Lessons learned to take forward
One of the most important lessons Aneesh has learned during his time as a CEO is the need to make timely decisions.
Aneesh says: “It's hard sometimes to make a decision because you start overcomplicating it, but just about every leader I've talked to has always said whenever they had a new people issue, delaying it has not helped.
“They just need to make the decision and move on and the company is far better for it and so are the people.”
Aneesh acknowledges that it’s hard for people in the middle of it to sometimes see they're delaying decisions because you trick yourself into believing that's normal.
“You might need a couple nights of sleep on it or whatever, that's fine, but it shouldn't be things which are dragging on for months or years. Some of the best lessons I've learned have come from that area.”
The evolution of scale-up leadership
All companies will evolve, and leaders are required to have different areas of focus at different stages.

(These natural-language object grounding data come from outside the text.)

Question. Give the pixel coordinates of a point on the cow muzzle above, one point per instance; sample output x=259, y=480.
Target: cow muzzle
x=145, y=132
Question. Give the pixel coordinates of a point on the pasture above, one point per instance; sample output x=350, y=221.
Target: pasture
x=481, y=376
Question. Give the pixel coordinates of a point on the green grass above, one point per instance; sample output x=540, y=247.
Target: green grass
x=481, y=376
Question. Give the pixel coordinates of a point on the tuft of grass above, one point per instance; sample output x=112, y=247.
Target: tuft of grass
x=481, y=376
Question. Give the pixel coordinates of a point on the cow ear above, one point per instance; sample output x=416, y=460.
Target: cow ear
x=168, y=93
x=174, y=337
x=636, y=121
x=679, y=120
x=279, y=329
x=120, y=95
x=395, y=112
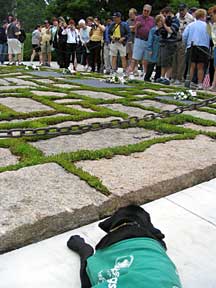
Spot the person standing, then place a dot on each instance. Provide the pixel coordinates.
(14, 45)
(3, 42)
(130, 42)
(72, 41)
(197, 40)
(106, 48)
(36, 49)
(143, 25)
(96, 37)
(119, 32)
(168, 46)
(212, 31)
(179, 61)
(46, 44)
(84, 38)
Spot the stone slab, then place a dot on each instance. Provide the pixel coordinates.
(198, 200)
(46, 74)
(157, 104)
(4, 82)
(48, 93)
(12, 87)
(65, 86)
(97, 83)
(87, 121)
(131, 111)
(39, 201)
(23, 104)
(97, 95)
(34, 118)
(199, 127)
(6, 158)
(79, 107)
(94, 140)
(194, 260)
(69, 100)
(160, 170)
(21, 82)
(45, 81)
(172, 99)
(201, 114)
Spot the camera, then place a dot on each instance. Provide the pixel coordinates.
(94, 25)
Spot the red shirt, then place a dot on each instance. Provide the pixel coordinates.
(146, 24)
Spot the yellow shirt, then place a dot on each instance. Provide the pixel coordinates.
(117, 33)
(45, 35)
(97, 34)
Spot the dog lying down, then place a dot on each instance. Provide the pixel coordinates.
(131, 255)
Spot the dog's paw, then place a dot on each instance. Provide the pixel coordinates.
(78, 245)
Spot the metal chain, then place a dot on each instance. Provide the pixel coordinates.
(80, 129)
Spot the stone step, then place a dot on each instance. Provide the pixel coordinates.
(188, 236)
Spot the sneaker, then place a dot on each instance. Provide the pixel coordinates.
(212, 88)
(200, 86)
(165, 82)
(176, 82)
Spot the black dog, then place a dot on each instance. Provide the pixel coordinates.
(132, 254)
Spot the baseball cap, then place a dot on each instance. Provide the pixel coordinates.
(116, 14)
(182, 6)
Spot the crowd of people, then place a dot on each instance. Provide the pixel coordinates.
(169, 48)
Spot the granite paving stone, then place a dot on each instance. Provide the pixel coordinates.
(201, 114)
(12, 87)
(4, 82)
(97, 95)
(39, 201)
(79, 107)
(131, 111)
(87, 121)
(65, 86)
(48, 93)
(157, 104)
(21, 82)
(34, 118)
(199, 127)
(69, 100)
(45, 81)
(95, 140)
(6, 158)
(23, 104)
(160, 170)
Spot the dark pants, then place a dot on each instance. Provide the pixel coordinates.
(62, 55)
(3, 52)
(71, 53)
(150, 69)
(95, 55)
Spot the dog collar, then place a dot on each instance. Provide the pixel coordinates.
(125, 224)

Early you’re focused on building the initial team, getting publicity, and raising capital - especially if you’re trying to be a venture-backed company.
But as you grow, there will be a couple of inflection points that come along.

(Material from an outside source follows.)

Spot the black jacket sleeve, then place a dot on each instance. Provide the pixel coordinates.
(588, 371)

He says: “It’s usually a couple of years into the journey, especially when you start raising your first few large rounds of venture capital.”
“You need to understand the company is becoming an institutionally-backed company, and as a result, you need to see if the current management team can move up the spectrum and be ready for that level of complexity.”
Leadership will likely need to rotate, and as a CEO it’s important to help your leadership team in the process. But not everyone can play at that complex level - even you as a CEO may struggle.
“So, get help through coaching, and if they're still not able to get there, then you need to make hard choices,” he says.
Aneesh thinks people rotation is one of the most important things, especially as a CEO. Employees will look to you as you lead the most important and expensive team in the company, but are those team members really the best in class for the work that needs to be done? Have you got the best 5/6/7 people sitting around the table leading those respective functions?
Realising this as a CEO, ensuring the best people are in positions of leadership should be at the top of your decision making processes as you reach the different stages of your scale-up.
Understanding how you give back decision-making power to various people across the company should also be high up on your self-reflection to-do list.
When there’s a tough decision it’s common that decision-making powers are pulled away from employees.
Aneesh says: “Because of nervousness, people think, ‘We need to have all these decisions made centrally’, which is almost the worst thing to do.
“While that is a temptation, you want to make sure as a company grows, it becomes more complex. You are devolving decision-making to people who are closest to the problem.”
For example, staff in data science functions are the best at understanding which data science problems they have to deal with and the decisions required to deal with it.
Aneesh adds: “It is hard, but it is really important as a company grows during different stages that you constantly check how far you have pushed out decision making and how many people you have empowered.”
And last but not least, communication. You need to think about different ways and forums to communicate the company's purpose; certain business and strategy choices made; why you're doing X and not Y.
Aneesh says: “Some might be written communication, some might be verbal, you may have casual catch ups. You might have to repeat yourself a lot and that's okay.
“It’s important that everybody in the organisation understands why the big choices were made, and why the new direction is chosen. As the company grows you will need to evolve your communication style, level of communication and type of communication too.”